Prime Minister plans to announce move to cut stamp duty in the mini-budget this week
It has been widely reported that the Prime Minister, Liz Truss is to unveil plans to cut SDLT (Stamp Duty Land Tax), widely known as stamp duty in the government’s mini-budget this week in an attempt to drive economic growth.
Ms Truss and Kwasi Kwarteng, the Chancellor, have been reportedly working on the plans for some time and will announce them on Friday.
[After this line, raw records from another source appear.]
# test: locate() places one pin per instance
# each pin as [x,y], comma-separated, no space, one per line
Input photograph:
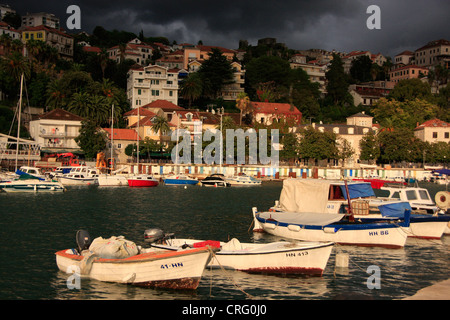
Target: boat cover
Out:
[311,219]
[396,209]
[358,190]
[311,195]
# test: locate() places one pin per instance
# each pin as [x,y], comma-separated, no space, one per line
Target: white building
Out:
[55,131]
[151,83]
[40,18]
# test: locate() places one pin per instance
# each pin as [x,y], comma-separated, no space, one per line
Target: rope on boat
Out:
[230,277]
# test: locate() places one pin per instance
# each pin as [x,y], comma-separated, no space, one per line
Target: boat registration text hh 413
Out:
[297,254]
[379,233]
[171,265]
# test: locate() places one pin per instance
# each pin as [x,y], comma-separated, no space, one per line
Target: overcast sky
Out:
[300,24]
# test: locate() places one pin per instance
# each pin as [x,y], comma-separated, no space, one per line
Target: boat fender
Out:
[330,230]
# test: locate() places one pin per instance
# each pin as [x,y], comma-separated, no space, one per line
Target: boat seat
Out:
[232,245]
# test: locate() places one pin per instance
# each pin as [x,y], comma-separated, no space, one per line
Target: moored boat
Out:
[81,175]
[215,180]
[180,179]
[121,261]
[142,180]
[31,185]
[243,180]
[279,257]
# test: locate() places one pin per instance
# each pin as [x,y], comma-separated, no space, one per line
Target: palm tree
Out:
[56,95]
[243,104]
[191,88]
[162,125]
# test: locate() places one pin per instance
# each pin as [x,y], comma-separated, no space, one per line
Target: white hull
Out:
[107,180]
[275,258]
[175,270]
[31,186]
[77,181]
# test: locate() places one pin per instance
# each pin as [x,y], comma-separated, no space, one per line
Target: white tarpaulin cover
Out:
[305,195]
[311,219]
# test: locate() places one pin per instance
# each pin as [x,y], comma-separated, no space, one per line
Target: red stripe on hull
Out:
[184,283]
[287,270]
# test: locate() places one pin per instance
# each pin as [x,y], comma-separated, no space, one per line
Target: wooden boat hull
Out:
[387,235]
[173,270]
[34,186]
[268,258]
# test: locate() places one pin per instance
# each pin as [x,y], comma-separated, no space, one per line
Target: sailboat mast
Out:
[112,139]
[18,121]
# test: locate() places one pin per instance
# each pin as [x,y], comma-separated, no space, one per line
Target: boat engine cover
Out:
[84,240]
[153,235]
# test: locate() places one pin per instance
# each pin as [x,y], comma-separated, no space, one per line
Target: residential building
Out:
[433,53]
[433,131]
[55,131]
[315,71]
[4,9]
[267,113]
[232,90]
[55,38]
[40,18]
[404,58]
[407,72]
[151,83]
[135,50]
[367,94]
[121,139]
[353,131]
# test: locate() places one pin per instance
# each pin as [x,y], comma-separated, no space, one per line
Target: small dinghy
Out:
[279,257]
[119,260]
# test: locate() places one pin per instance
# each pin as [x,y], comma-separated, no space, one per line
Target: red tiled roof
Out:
[433,123]
[275,108]
[60,114]
[142,112]
[122,134]
[163,104]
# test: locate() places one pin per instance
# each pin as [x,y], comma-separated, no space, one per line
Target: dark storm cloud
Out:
[327,24]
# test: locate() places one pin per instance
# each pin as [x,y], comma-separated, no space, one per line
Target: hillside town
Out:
[156,87]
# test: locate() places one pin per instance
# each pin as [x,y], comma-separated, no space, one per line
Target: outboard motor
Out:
[84,240]
[153,235]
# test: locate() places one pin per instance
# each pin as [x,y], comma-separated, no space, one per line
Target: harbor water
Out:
[34,226]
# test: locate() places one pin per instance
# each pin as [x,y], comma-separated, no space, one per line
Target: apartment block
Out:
[151,83]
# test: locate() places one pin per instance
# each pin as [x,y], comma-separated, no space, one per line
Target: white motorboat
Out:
[303,215]
[119,260]
[31,185]
[81,175]
[279,257]
[243,180]
[180,179]
[215,180]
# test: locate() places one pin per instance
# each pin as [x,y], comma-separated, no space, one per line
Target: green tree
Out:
[191,87]
[90,139]
[369,146]
[317,145]
[361,69]
[337,85]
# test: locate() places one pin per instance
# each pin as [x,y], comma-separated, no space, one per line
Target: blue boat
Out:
[180,179]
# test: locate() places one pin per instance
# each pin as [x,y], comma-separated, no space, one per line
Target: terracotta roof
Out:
[432,124]
[60,114]
[275,108]
[435,43]
[163,104]
[123,134]
[142,112]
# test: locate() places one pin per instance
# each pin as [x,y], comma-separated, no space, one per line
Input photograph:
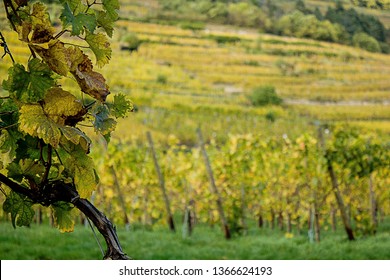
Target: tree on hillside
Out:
[355,22]
[373,4]
[43,148]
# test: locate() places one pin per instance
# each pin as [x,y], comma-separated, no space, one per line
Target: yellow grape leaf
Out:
[82,169]
[55,56]
[100,47]
[90,82]
[64,216]
[76,136]
[33,121]
[60,105]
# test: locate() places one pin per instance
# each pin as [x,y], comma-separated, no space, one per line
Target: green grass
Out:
[43,242]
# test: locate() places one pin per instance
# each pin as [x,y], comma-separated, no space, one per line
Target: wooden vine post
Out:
[120,196]
[213,186]
[336,189]
[161,182]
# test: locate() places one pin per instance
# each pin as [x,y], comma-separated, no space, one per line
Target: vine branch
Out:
[67,193]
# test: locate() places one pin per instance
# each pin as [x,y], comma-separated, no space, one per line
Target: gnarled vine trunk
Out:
[67,193]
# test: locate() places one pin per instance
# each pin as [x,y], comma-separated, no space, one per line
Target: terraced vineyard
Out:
[188,73]
[266,158]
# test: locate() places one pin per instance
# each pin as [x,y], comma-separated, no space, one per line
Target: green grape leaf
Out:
[90,82]
[106,22]
[111,6]
[30,169]
[41,24]
[78,21]
[20,209]
[121,106]
[75,5]
[60,105]
[103,123]
[8,147]
[81,168]
[31,85]
[55,56]
[21,3]
[100,47]
[33,121]
[64,216]
[76,136]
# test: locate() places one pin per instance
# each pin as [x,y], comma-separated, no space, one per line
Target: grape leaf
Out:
[103,123]
[90,82]
[8,147]
[111,6]
[31,85]
[60,105]
[41,24]
[78,20]
[105,21]
[81,168]
[121,106]
[64,216]
[21,3]
[55,56]
[20,209]
[33,121]
[76,136]
[100,47]
[75,5]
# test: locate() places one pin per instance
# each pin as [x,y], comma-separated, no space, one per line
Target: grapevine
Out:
[44,150]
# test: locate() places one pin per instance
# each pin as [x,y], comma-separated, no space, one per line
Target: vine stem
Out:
[68,193]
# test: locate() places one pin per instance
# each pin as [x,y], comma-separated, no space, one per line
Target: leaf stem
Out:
[8,126]
[47,165]
[60,34]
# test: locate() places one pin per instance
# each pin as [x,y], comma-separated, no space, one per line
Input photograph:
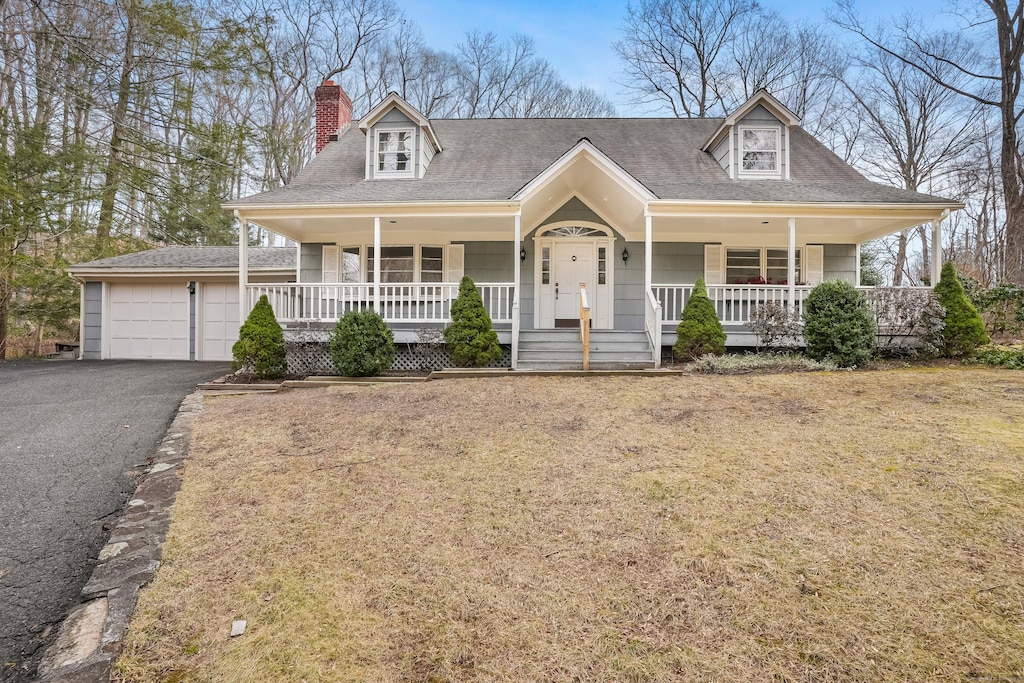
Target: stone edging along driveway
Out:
[90,638]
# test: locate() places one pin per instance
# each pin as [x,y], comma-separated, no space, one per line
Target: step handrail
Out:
[585,325]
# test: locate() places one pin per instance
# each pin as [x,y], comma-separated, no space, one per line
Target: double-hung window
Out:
[394,154]
[759,151]
[760,266]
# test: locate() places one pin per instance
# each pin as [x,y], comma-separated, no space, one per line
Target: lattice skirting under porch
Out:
[308,352]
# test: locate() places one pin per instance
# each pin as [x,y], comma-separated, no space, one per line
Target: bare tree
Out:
[674,52]
[991,78]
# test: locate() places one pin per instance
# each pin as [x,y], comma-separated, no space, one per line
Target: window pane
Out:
[393,151]
[350,264]
[431,264]
[742,266]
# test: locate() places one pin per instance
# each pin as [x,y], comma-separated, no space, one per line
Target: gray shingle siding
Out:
[493,159]
[311,262]
[92,333]
[840,262]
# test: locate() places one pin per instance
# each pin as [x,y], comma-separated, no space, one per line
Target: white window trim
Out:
[741,172]
[417,257]
[411,171]
[801,275]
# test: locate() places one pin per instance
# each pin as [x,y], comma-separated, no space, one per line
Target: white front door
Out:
[573,263]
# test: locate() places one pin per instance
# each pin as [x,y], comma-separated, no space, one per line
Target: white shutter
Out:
[330,270]
[714,272]
[456,263]
[813,264]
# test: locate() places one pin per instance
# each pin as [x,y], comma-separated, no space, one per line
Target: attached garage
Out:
[174,303]
[150,321]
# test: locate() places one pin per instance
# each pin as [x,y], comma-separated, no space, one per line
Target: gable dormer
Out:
[753,142]
[400,141]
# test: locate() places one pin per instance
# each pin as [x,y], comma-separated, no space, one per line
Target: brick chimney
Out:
[334,112]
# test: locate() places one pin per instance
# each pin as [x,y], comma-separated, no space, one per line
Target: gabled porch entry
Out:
[567,257]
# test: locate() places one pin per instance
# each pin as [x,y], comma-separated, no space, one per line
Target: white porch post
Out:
[791,273]
[377,264]
[243,267]
[937,250]
[516,269]
[648,256]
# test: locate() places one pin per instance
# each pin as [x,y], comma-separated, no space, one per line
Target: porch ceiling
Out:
[765,224]
[399,223]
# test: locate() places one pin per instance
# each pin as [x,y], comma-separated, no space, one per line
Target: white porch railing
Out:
[652,326]
[734,303]
[408,302]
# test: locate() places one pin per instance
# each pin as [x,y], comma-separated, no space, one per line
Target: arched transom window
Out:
[574,231]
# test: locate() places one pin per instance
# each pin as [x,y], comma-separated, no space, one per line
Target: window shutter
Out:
[813,264]
[456,263]
[330,270]
[713,264]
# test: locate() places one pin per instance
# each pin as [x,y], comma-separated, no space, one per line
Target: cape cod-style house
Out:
[555,220]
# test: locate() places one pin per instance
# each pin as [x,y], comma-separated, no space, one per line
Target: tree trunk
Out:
[900,265]
[112,179]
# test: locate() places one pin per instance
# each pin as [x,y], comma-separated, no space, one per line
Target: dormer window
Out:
[759,150]
[394,153]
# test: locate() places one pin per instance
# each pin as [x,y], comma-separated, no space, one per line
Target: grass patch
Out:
[849,526]
[1001,356]
[763,361]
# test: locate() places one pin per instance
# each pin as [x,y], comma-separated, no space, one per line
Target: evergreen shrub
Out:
[839,327]
[361,345]
[699,331]
[471,341]
[964,331]
[260,348]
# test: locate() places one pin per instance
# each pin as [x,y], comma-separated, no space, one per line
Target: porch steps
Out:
[561,349]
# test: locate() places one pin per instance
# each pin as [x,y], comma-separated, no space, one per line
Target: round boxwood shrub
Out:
[361,345]
[965,331]
[260,348]
[471,341]
[699,331]
[839,326]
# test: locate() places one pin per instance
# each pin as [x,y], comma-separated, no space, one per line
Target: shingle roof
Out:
[197,258]
[492,159]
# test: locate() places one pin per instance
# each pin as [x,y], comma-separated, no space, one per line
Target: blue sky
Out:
[576,35]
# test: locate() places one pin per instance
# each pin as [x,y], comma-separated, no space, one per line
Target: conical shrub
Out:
[964,331]
[839,326]
[260,348]
[699,331]
[470,339]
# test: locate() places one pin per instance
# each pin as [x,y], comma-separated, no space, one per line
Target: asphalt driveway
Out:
[72,433]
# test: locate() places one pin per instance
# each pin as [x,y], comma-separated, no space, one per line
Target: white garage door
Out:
[150,322]
[220,321]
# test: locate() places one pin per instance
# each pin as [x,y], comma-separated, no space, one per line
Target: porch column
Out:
[377,264]
[936,251]
[647,252]
[243,267]
[791,272]
[516,264]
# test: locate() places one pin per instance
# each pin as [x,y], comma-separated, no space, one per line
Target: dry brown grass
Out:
[848,526]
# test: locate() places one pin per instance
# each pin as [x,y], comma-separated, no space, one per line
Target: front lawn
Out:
[842,526]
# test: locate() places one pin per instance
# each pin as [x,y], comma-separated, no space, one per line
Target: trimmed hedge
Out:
[839,326]
[260,348]
[470,339]
[361,344]
[699,331]
[964,331]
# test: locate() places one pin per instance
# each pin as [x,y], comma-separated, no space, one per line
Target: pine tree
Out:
[260,348]
[965,331]
[470,339]
[699,331]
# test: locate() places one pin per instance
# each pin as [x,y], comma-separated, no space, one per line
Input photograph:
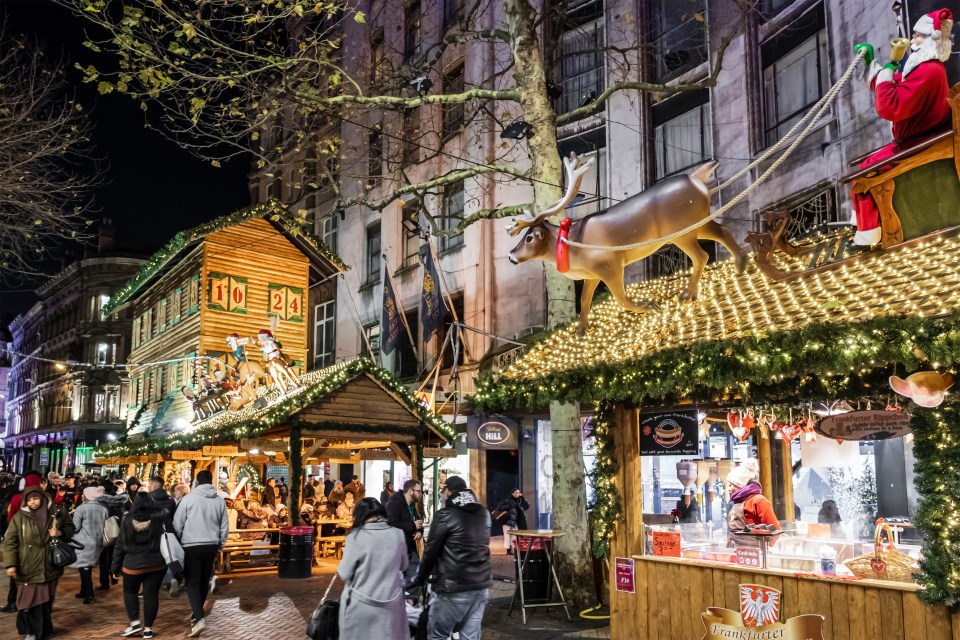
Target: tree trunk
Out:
[572,554]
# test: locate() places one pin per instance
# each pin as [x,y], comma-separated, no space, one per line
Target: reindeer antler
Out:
[575,169]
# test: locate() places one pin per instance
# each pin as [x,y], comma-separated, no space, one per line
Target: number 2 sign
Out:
[286,302]
[227,293]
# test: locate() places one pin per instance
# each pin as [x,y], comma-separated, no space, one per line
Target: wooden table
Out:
[547,536]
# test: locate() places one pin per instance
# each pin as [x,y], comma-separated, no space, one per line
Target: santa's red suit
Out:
[915,101]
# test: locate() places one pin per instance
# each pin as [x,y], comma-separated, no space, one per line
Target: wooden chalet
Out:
[240,273]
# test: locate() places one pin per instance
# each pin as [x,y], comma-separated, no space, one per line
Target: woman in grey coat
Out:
[89,519]
[374,558]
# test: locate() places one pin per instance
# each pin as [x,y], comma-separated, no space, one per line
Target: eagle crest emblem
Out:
[759,605]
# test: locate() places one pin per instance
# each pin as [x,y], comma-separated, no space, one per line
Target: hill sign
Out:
[865,425]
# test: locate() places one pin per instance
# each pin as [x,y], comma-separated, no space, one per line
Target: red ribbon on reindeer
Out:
[563,252]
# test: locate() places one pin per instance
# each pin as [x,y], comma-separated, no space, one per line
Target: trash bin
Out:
[536,571]
[296,552]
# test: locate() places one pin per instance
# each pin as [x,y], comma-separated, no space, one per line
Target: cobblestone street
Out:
[263,606]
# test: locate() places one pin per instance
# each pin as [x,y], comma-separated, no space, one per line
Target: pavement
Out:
[265,607]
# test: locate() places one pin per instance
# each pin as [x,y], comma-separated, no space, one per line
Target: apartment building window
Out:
[410,219]
[795,72]
[682,131]
[373,254]
[374,156]
[452,12]
[679,36]
[328,229]
[581,63]
[371,341]
[452,215]
[378,58]
[411,136]
[324,337]
[453,114]
[411,31]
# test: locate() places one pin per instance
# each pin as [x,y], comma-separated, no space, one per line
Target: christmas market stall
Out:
[796,373]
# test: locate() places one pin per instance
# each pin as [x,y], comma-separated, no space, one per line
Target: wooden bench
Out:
[244,547]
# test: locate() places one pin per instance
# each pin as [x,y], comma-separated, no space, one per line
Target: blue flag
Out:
[391,324]
[432,309]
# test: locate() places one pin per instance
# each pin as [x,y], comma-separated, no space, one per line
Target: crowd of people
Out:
[118,527]
[125,531]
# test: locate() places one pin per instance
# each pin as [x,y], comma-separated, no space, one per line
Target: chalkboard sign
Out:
[670,433]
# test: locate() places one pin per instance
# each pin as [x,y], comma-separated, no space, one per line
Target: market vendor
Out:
[914,99]
[750,506]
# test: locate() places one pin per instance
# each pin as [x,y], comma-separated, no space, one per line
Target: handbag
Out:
[111,530]
[172,552]
[63,553]
[884,564]
[323,623]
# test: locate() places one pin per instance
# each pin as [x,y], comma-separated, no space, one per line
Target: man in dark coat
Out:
[402,514]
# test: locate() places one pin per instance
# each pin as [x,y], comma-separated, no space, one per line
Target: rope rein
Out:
[817,111]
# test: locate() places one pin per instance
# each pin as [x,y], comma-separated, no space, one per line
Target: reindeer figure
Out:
[668,206]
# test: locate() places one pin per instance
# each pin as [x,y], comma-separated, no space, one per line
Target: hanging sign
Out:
[492,432]
[866,425]
[759,619]
[666,543]
[670,433]
[437,452]
[626,575]
[213,452]
[186,455]
[376,454]
[263,445]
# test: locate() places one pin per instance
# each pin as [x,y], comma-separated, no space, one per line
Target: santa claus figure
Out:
[915,100]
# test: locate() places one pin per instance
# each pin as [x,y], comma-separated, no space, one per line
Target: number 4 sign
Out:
[286,302]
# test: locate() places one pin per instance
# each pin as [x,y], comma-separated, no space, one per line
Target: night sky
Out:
[152,187]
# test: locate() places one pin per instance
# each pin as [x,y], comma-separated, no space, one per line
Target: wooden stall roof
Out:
[919,278]
[350,399]
[322,259]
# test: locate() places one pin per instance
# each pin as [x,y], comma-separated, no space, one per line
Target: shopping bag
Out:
[323,623]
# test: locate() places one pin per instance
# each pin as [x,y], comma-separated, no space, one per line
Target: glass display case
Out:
[801,548]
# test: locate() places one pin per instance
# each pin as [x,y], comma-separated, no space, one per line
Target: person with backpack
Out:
[139,561]
[89,520]
[27,559]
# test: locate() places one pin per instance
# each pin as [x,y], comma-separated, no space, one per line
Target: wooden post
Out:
[763,456]
[627,610]
[787,470]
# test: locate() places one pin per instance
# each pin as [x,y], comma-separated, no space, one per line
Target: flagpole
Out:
[444,291]
[403,314]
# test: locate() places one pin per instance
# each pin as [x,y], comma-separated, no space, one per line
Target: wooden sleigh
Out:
[903,188]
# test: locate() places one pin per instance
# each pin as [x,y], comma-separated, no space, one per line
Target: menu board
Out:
[670,433]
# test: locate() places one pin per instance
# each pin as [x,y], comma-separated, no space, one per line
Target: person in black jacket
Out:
[458,559]
[138,559]
[401,513]
[514,505]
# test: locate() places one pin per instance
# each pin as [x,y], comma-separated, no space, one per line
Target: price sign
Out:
[748,557]
[666,543]
[625,575]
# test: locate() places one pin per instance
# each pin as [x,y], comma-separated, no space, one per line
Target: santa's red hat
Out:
[936,24]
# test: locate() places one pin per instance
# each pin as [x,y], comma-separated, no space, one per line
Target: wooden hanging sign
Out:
[211,452]
[438,452]
[186,455]
[866,425]
[377,454]
[263,445]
Although it remains to be seen what the cuts will be exactly, and whether there are plans to improve housing supply to keep up with potential demand, the Prime Minister has made it clear she wishes to keep taxes low in a bid to stimulate growth in the economy.
Currently, stamp duty is payable on residential property purchases above certain thresholds, with a tiered system depending on the value of the house.
Expert Opinion“SDLT is a bad tax that inhibits the market and is excessively complex and unfair. There are not many levers available to the Government right now, but this is a good one to pull. From what we know so far, this is likely to stimulate confidence and activity in the market, both of which are needed in order to help people secure the accommodation that is right for them, and to help prevent further backsliding of the economy. We eagerly await the detail as the industry as a whole was not expecting this, and requires certainty as to exactly what is proposed and how it will affect current transactions, as soon as possible.”
“Clearly however this is still just a timely intervention during somewhat critical circumstances. The overall position with regard to a terrible lack of housing supply, high energy costs, environmentally poor housing stock and the need for a stable, well-funded planning system remain key issues that it is vital the Government now moves to the top of their agenda.” Jeremy Raj - Partner
Fridays mini budget is expected to announce further tax cuts including a commitment to withdraw the National Insurance Contribution (NIC) increase for the Health and Social Care Levy, benefitting those in employment, including substantially greater benefits for those earning the most.